Yeterince su içmenize destek olduğu için sağlığınız için faydalıdır,
Beyin fonksiyonlarının düzgün çalışmasını sağlar,
Vücudun enerji düzeyini yüksek tutmaya yardımcı olur,
Vücut ısısının dengelenmesine destek olur,
Vücuttaki kan basıncını düzenlenmesini sağlar,
Kabızlık sorununun ortadan kalkmasına yardımcı olur,
Sindirim ve boşaltım sisteminin daha verimli çalışmasını sağlar,
Düzenli ve yeterli düzeyde su içilmesi baş ağrılarını azaltmaya yardımcı olur,
Böbrekleri aktif olarak çalıştırdığından, böbrek taşı oluşumunu engeller,
Cilt ve saçların daha canlı ve sağlıklı görünmesine neden olur.
Japon Su Terapisinin Yan Etkileri Var Mı?

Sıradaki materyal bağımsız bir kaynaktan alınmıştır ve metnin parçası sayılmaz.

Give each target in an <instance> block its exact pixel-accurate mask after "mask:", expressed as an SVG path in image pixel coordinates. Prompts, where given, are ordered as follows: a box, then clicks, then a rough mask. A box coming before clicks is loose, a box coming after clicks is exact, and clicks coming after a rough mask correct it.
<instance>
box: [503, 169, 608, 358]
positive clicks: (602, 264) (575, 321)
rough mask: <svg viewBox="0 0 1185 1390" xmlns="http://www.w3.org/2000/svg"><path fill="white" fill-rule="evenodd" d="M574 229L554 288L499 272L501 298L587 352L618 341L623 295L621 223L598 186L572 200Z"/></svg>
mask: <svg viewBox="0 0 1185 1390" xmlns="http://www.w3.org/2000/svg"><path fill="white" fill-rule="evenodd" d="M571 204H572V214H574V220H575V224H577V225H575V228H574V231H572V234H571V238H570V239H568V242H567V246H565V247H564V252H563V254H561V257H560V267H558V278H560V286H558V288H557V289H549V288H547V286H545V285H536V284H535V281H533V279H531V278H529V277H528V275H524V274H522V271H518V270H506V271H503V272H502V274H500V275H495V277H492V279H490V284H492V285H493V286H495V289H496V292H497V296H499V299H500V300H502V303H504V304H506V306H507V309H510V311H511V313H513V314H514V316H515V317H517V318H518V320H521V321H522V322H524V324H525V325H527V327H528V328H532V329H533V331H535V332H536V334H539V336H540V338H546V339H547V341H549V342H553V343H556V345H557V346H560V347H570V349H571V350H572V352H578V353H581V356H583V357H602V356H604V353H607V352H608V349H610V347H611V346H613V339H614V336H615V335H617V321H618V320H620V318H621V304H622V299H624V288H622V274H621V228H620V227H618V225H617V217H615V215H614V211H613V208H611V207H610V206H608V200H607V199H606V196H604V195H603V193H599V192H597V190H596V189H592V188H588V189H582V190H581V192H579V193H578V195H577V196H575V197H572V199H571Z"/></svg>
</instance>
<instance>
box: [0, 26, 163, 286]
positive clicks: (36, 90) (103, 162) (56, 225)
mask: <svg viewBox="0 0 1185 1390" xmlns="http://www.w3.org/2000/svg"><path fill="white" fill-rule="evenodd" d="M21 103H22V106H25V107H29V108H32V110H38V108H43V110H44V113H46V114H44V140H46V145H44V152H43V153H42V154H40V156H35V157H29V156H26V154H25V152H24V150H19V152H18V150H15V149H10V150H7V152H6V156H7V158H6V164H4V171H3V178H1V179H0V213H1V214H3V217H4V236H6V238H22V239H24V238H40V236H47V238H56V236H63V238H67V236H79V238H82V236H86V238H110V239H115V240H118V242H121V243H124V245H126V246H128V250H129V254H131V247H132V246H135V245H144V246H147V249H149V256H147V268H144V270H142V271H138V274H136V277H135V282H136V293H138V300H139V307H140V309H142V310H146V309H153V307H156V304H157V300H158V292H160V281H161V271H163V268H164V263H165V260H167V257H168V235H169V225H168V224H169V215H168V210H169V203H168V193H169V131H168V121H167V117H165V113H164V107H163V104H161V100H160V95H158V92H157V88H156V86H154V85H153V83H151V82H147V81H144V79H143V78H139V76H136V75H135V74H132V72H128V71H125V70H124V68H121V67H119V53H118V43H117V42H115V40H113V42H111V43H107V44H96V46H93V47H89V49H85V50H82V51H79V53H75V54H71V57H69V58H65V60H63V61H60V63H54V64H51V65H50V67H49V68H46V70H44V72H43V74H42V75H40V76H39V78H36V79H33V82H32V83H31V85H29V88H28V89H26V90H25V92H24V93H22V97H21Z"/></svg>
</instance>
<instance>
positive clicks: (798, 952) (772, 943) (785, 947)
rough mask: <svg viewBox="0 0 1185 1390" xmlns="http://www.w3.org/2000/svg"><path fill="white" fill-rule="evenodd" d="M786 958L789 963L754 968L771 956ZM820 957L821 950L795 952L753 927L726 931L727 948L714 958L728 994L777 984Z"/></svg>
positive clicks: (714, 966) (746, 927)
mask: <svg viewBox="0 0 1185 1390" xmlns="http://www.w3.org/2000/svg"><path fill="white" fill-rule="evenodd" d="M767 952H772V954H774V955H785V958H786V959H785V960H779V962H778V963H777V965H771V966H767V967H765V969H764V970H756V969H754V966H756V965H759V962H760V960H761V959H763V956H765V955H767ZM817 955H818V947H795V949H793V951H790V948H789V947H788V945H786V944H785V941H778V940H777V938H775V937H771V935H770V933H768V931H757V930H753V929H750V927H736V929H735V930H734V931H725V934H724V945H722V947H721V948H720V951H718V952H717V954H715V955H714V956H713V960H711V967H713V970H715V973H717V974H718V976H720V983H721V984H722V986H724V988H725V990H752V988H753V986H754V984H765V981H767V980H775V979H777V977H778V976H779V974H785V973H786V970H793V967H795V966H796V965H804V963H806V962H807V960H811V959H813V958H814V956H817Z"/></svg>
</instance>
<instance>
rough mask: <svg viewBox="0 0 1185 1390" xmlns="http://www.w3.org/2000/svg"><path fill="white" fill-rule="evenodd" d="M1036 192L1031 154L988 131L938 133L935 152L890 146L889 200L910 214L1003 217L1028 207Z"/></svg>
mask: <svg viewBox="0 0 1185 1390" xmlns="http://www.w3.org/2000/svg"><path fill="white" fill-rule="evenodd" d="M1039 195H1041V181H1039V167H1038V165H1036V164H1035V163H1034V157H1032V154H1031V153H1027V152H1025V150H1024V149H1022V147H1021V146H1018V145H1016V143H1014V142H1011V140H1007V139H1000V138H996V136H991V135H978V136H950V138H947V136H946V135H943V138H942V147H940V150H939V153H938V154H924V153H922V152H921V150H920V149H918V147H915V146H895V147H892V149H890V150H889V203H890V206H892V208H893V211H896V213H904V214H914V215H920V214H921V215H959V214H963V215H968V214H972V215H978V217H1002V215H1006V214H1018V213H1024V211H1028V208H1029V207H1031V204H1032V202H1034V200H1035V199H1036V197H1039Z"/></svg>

Su içmenin esas alındığı bu terapi için kısa sürede aşırı su tüketirseniz, su zehirlenmesi ya da aşırı hidrasyon meydana gelebileceğinden, kontrollü su içmeniz gerekiyor. Tuzun aşırı sıvı nedeniyle aşırı düşmesi ya da kanınızdaki hiponatremi söz konusu olabilir. Bu nedenle ortalama 1 litre ve civarında su içmelisiniz. Aşırı su tüketiminden kaçınmak gerekiyor.
Fazla su tüketiminin, ölümle sonuçlanabilecek kadar ciddi bir durum olduğunu da belirtelim. Hiponatremi olasılığı bulunan bireyler içerisinde böbrek hastalıklarına sahip olanlar ya da böbrek sorunu yaşayanlar, dayanıklı sporcular, uyarıcı ilaçları kötü amaçla kullanan kişiler olarak da sınıflandırabiliriz.
Kişisel sağlık sorunları, yaş ve cinsiyet, mevsim şartları, kişinin kilosu gibi değişken faktörler göz önünde bulundurularak, günlük tüketilmesi gereken su miktarı belirlenmelidir.